On 02/07/2014 15:06, Mark H. Wood wrote:
On Wed, Jul 02, 2014 at 11:49:36AM +0100, Paul Taylor wrote:
I have a simple WAR based web application that uses Lucene created
indexes to provide search results in a xml format.

Especially given the following context:

and supplementary question how do I modify my pom file to do this
with maven

I was under the impression that Paul was building a separate
application using Lucene during the build stage to create the
indexes, but then using an application - specific mechanism to use
those indexes.

That's what I thought, too.
Yes correct, let me explain it a bit further. I'm trying to deploy an
application that serves results from a lucene index in response to user
requests. Deploying it manually to my own server is fine, first of all I
just copy the index files to a location on the disk, then I deploy my
application, and within its web.xml I have a servlet parameter that
defines where the indexes are, so within the servlets init() method i
initilize the indexes. The problem is that I'm trying to deploy my
application to Amazon Web Services using autoscaled Elastic Beanstalk,
this means that the application has to be able to be initilized and
created based on what is in the war because Elastic Beanstalk will
automatically start new servers as required due to load and terminate
those instances when not required.
So it sounds like this index is static, produced somewhere else and
only consulted read-only by 1..N instances of your webapp.

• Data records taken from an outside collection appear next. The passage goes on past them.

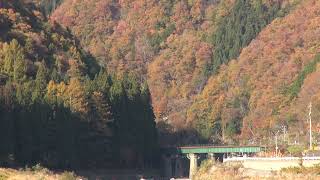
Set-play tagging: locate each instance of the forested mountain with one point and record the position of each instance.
(222, 71)
(58, 107)
(269, 86)
(178, 47)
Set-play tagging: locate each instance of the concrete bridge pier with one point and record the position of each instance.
(193, 164)
(167, 165)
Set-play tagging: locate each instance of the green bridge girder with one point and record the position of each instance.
(213, 149)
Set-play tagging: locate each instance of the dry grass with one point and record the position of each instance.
(35, 173)
(235, 171)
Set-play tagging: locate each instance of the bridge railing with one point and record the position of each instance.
(268, 158)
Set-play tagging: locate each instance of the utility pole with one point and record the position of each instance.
(310, 127)
(276, 137)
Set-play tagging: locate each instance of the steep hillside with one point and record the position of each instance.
(174, 45)
(269, 86)
(58, 107)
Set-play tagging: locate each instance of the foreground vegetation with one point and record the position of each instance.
(58, 107)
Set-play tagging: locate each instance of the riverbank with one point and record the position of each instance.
(35, 173)
(236, 171)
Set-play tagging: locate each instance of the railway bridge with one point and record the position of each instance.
(172, 156)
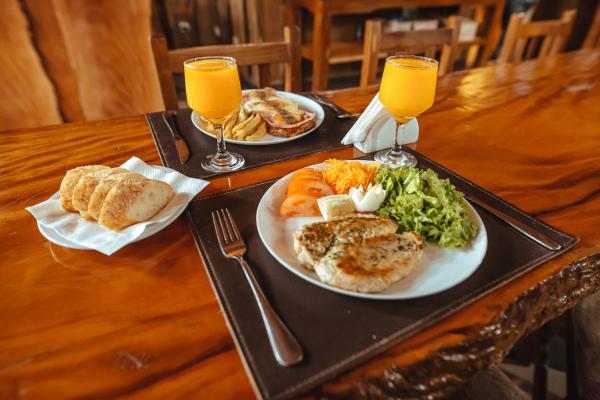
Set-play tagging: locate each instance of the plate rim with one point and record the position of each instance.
(194, 116)
(370, 296)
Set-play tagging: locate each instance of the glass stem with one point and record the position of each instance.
(397, 149)
(221, 149)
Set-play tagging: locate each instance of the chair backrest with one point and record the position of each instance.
(523, 38)
(287, 52)
(593, 37)
(378, 44)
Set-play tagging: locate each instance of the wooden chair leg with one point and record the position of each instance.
(572, 389)
(540, 371)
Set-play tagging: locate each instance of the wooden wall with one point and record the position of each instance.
(75, 60)
(27, 96)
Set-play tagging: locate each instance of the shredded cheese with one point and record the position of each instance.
(343, 175)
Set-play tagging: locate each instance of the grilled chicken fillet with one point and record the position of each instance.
(359, 252)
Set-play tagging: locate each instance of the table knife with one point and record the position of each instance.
(526, 230)
(183, 150)
(339, 112)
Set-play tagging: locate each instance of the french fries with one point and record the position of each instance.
(242, 126)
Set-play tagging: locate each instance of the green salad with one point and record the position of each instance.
(418, 200)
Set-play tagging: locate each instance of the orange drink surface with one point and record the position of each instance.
(212, 87)
(408, 86)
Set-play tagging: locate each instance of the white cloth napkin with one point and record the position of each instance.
(375, 129)
(91, 235)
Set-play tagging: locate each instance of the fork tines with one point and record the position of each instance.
(225, 226)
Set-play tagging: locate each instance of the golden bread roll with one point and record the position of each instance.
(85, 188)
(131, 201)
(103, 188)
(70, 181)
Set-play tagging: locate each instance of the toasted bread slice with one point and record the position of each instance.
(103, 188)
(70, 181)
(133, 201)
(85, 188)
(283, 116)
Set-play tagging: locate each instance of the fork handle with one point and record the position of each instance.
(286, 348)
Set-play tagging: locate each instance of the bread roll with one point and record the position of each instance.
(85, 188)
(103, 188)
(70, 181)
(133, 201)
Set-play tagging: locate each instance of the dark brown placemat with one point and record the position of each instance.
(338, 332)
(325, 137)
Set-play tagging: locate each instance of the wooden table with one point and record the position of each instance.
(145, 322)
(323, 52)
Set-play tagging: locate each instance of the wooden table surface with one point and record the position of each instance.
(145, 321)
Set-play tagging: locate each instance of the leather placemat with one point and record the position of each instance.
(338, 332)
(325, 137)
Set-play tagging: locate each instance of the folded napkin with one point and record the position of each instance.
(375, 128)
(91, 235)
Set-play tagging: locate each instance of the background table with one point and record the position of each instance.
(322, 52)
(145, 322)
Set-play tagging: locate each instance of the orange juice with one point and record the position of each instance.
(212, 87)
(408, 86)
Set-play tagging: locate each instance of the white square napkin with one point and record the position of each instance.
(375, 129)
(91, 235)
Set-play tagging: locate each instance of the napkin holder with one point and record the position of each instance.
(382, 135)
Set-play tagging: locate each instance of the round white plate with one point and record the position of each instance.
(56, 238)
(304, 102)
(440, 268)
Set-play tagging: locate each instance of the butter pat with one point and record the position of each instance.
(335, 206)
(369, 201)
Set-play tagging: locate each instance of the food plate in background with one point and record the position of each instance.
(304, 102)
(440, 268)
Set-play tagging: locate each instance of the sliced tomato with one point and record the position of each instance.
(299, 205)
(309, 186)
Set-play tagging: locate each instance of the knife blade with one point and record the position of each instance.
(183, 150)
(531, 233)
(339, 112)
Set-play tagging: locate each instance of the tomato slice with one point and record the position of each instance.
(299, 205)
(309, 186)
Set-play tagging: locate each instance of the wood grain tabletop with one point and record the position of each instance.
(145, 322)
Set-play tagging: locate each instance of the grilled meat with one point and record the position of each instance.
(358, 252)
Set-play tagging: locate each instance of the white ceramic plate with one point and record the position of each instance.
(440, 268)
(56, 238)
(304, 102)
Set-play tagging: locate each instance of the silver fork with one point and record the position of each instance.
(286, 348)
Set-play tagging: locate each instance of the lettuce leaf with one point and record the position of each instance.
(418, 200)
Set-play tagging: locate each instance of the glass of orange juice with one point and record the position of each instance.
(213, 90)
(407, 89)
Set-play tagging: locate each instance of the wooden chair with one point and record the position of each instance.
(523, 38)
(593, 37)
(287, 51)
(378, 44)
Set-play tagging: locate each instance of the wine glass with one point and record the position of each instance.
(213, 90)
(407, 89)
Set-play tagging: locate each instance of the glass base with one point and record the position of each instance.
(395, 159)
(223, 163)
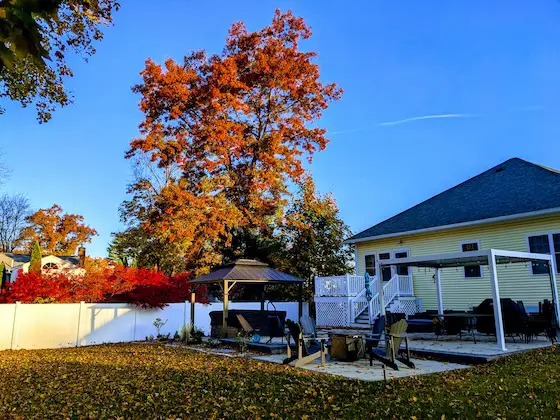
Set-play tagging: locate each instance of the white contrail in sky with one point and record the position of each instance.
(427, 117)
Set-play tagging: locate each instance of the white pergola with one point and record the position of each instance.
(491, 258)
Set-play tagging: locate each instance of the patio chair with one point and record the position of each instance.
(250, 331)
(308, 326)
(394, 339)
(372, 340)
(306, 352)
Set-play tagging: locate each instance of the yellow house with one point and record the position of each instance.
(513, 206)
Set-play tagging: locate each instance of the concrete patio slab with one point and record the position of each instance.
(361, 369)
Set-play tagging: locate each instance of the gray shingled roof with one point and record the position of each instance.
(250, 271)
(25, 258)
(512, 187)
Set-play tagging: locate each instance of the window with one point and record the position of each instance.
(471, 271)
(540, 244)
(402, 271)
(386, 270)
(370, 264)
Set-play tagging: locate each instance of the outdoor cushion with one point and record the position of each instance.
(259, 320)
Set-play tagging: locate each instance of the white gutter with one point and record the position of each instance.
(457, 225)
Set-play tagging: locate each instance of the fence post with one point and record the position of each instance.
(135, 309)
(14, 326)
(80, 309)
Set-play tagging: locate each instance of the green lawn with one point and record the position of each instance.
(145, 381)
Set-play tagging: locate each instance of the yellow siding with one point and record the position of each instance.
(515, 280)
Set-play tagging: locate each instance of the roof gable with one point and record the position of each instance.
(512, 187)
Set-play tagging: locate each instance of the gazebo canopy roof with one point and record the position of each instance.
(462, 259)
(247, 271)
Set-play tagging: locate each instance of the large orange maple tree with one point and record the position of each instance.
(236, 126)
(56, 232)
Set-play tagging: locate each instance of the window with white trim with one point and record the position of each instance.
(370, 264)
(386, 270)
(471, 271)
(401, 270)
(540, 244)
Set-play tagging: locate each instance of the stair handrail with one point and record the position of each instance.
(391, 290)
(359, 296)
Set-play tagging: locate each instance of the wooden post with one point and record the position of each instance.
(300, 301)
(193, 301)
(438, 291)
(380, 285)
(225, 309)
(497, 303)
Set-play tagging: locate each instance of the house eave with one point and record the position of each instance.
(457, 225)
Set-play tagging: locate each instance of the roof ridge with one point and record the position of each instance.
(518, 165)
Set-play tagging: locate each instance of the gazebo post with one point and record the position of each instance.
(552, 274)
(225, 302)
(438, 290)
(497, 303)
(300, 300)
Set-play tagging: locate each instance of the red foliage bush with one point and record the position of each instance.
(139, 286)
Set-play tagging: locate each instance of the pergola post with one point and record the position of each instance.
(193, 300)
(380, 285)
(552, 273)
(225, 302)
(262, 297)
(497, 303)
(300, 300)
(438, 290)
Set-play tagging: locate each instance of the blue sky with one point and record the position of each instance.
(492, 67)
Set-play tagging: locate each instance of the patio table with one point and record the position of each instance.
(470, 319)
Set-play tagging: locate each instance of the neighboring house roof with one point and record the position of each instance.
(514, 187)
(250, 271)
(20, 259)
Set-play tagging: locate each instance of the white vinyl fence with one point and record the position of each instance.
(56, 325)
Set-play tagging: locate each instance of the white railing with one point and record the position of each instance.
(406, 286)
(358, 304)
(391, 290)
(347, 285)
(374, 308)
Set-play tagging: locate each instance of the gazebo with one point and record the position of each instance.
(244, 271)
(491, 258)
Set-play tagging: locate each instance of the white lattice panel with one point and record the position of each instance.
(332, 314)
(408, 307)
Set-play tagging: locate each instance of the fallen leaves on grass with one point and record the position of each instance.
(147, 381)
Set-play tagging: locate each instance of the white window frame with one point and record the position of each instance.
(473, 241)
(369, 254)
(550, 247)
(390, 256)
(393, 255)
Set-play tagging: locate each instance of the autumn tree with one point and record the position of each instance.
(236, 126)
(35, 263)
(56, 232)
(37, 38)
(14, 210)
(313, 237)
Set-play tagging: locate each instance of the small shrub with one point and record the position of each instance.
(159, 323)
(190, 334)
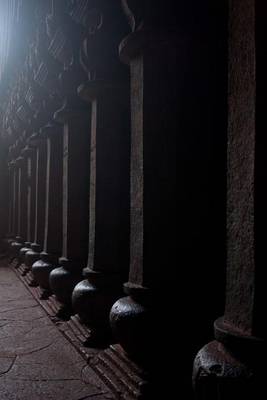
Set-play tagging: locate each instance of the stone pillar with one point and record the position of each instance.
(10, 199)
(21, 206)
(75, 116)
(29, 153)
(152, 56)
(76, 137)
(233, 365)
(108, 254)
(108, 259)
(53, 208)
(40, 188)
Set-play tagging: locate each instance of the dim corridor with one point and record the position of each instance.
(36, 360)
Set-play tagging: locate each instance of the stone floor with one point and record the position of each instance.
(36, 360)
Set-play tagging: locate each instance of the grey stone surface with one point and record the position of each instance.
(36, 361)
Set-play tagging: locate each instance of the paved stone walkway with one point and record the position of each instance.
(36, 361)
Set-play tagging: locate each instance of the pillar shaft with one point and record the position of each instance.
(235, 361)
(53, 205)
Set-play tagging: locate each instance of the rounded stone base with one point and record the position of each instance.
(41, 270)
(93, 302)
(62, 282)
(32, 255)
(23, 251)
(131, 324)
(16, 246)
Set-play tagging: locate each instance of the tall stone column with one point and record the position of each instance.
(21, 207)
(233, 366)
(29, 153)
(10, 199)
(108, 253)
(152, 56)
(75, 117)
(53, 208)
(40, 188)
(76, 135)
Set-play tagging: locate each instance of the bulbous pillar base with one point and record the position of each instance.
(15, 247)
(23, 251)
(219, 375)
(31, 257)
(92, 300)
(131, 324)
(41, 270)
(62, 281)
(230, 367)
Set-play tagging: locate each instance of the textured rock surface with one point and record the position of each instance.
(36, 361)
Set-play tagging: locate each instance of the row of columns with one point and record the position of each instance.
(82, 219)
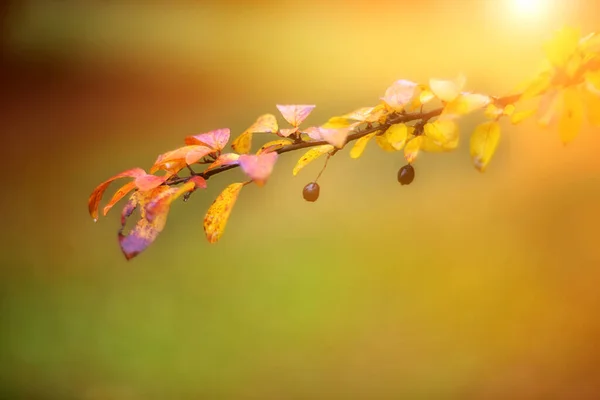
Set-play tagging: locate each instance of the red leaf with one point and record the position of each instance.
(148, 182)
(224, 159)
(96, 196)
(119, 194)
(181, 156)
(154, 209)
(216, 140)
(258, 167)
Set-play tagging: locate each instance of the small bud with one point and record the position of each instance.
(406, 174)
(311, 192)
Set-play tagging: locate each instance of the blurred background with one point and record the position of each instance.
(460, 286)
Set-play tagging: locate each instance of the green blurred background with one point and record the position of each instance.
(460, 286)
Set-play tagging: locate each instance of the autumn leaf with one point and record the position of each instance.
(218, 214)
(571, 119)
(148, 182)
(447, 90)
(396, 135)
(224, 159)
(399, 94)
(154, 208)
(340, 122)
(274, 145)
(592, 102)
(537, 86)
(484, 142)
(243, 143)
(295, 114)
(258, 167)
(216, 139)
(266, 123)
(286, 132)
(367, 114)
(521, 116)
(310, 156)
(188, 154)
(96, 196)
(443, 132)
(360, 145)
(548, 107)
(411, 149)
(383, 143)
(592, 82)
(119, 194)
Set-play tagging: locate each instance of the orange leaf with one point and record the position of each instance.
(154, 208)
(295, 114)
(96, 196)
(148, 182)
(258, 167)
(287, 131)
(186, 154)
(216, 140)
(149, 225)
(266, 123)
(218, 214)
(119, 194)
(273, 145)
(311, 155)
(224, 159)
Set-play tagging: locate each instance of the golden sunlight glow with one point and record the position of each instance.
(528, 7)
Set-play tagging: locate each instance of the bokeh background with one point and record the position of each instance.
(460, 286)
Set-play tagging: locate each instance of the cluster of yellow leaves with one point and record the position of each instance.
(410, 117)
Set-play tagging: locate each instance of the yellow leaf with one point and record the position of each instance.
(548, 107)
(443, 132)
(411, 149)
(426, 96)
(340, 122)
(383, 143)
(592, 82)
(492, 111)
(571, 119)
(218, 213)
(360, 145)
(273, 145)
(396, 135)
(310, 156)
(484, 142)
(447, 90)
(562, 46)
(592, 103)
(521, 116)
(399, 94)
(590, 43)
(243, 143)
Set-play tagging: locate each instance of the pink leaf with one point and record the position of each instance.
(216, 140)
(295, 114)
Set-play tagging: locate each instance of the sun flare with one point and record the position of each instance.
(528, 7)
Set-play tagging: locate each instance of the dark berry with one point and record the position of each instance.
(406, 174)
(311, 191)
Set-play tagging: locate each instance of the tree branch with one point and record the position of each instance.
(395, 119)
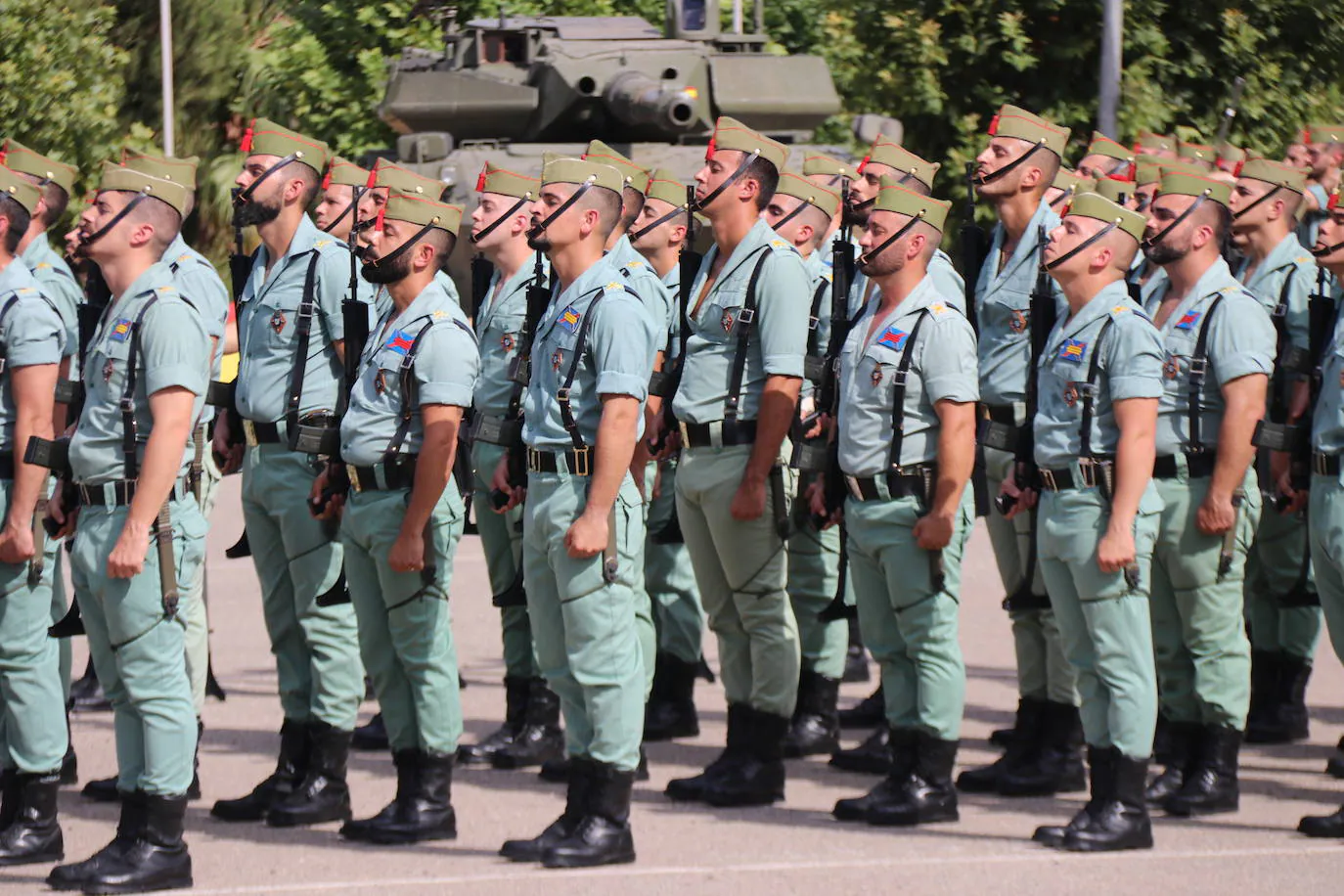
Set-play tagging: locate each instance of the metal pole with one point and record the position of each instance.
(1111, 40)
(165, 53)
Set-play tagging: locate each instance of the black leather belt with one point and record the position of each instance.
(1325, 464)
(729, 434)
(383, 477)
(575, 463)
(1196, 465)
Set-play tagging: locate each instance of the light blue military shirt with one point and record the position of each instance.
(779, 332)
(499, 328)
(1003, 308)
(31, 334)
(268, 315)
(648, 287)
(173, 352)
(58, 284)
(1129, 366)
(1240, 341)
(942, 368)
(617, 357)
(1289, 266)
(433, 336)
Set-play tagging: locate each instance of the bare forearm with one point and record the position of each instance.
(779, 400)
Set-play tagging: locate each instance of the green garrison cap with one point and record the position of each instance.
(1189, 184)
(265, 137)
(800, 187)
(19, 188)
(1113, 187)
(417, 208)
(635, 176)
(506, 183)
(1103, 146)
(730, 133)
(18, 157)
(408, 182)
(1324, 135)
(162, 166)
(884, 151)
(121, 179)
(347, 173)
(894, 198)
(578, 171)
(818, 162)
(1012, 121)
(1273, 172)
(1100, 208)
(1148, 140)
(664, 184)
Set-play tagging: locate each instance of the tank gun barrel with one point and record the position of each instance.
(639, 100)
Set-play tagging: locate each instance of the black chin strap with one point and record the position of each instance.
(873, 252)
(115, 219)
(1268, 194)
(991, 177)
(244, 197)
(1149, 244)
(538, 229)
(1081, 246)
(733, 179)
(489, 229)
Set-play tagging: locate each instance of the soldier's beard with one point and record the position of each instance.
(254, 212)
(388, 272)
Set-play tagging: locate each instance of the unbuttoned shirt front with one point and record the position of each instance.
(779, 336)
(31, 334)
(615, 357)
(499, 327)
(1240, 341)
(942, 368)
(427, 348)
(172, 351)
(1003, 306)
(1129, 364)
(268, 323)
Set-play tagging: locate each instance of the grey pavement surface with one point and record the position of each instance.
(790, 848)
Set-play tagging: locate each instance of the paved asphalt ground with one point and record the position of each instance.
(790, 848)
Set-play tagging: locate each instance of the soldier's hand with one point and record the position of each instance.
(588, 536)
(1116, 550)
(933, 532)
(128, 555)
(749, 500)
(408, 554)
(17, 544)
(1215, 514)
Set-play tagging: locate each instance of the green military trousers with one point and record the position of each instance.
(32, 718)
(1043, 670)
(668, 576)
(1282, 610)
(588, 643)
(316, 648)
(1325, 516)
(195, 610)
(739, 567)
(1197, 614)
(137, 649)
(813, 578)
(1103, 621)
(908, 617)
(502, 539)
(405, 625)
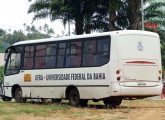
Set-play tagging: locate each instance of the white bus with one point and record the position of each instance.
(107, 66)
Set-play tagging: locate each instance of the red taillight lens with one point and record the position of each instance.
(118, 78)
(118, 72)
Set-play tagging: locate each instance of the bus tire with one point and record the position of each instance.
(74, 97)
(58, 101)
(83, 103)
(18, 96)
(6, 99)
(112, 103)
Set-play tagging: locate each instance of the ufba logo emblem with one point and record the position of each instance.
(140, 46)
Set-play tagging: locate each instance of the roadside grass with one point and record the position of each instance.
(11, 110)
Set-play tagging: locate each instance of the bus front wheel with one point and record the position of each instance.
(112, 103)
(58, 101)
(18, 96)
(6, 98)
(74, 97)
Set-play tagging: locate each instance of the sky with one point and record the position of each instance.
(13, 14)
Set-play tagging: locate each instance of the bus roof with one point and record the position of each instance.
(121, 32)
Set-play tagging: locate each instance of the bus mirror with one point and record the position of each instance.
(6, 55)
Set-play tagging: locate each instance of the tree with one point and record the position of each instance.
(79, 11)
(154, 13)
(16, 37)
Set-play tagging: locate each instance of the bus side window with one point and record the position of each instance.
(96, 52)
(40, 58)
(51, 52)
(28, 57)
(89, 50)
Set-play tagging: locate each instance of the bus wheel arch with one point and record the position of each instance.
(14, 89)
(17, 94)
(73, 95)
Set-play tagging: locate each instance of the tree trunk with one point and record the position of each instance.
(134, 16)
(112, 17)
(79, 26)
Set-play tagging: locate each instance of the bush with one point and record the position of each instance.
(1, 74)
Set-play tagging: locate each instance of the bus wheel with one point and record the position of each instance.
(74, 97)
(58, 101)
(18, 96)
(6, 98)
(112, 103)
(83, 103)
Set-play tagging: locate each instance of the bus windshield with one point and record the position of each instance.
(14, 61)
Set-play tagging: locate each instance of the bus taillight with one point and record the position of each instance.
(118, 72)
(118, 78)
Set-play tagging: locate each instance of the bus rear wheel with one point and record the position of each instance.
(74, 97)
(18, 96)
(58, 101)
(6, 98)
(112, 103)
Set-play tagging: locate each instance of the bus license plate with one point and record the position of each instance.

Could you not just plop one uncompressed copy of the index into an EBS
snapshot in an S3 bucket, and map the snapshot to each EB instance?
Then just provide environmental information to the webapp as to where
it should find the index.  Your huge index doesn't have to live in the
WAR then.

I have *very* little experience with AWS, so it's quite possible I'm
missing something.
It is read only, but each instance of lucene would need its own copy of the index, Lucene does special low level io with the index using memory mapping and the files do need to reside locally for acceptable performance. So the index doesnot have to exist in the WAR but it does need to exist on the EC2 instance (server).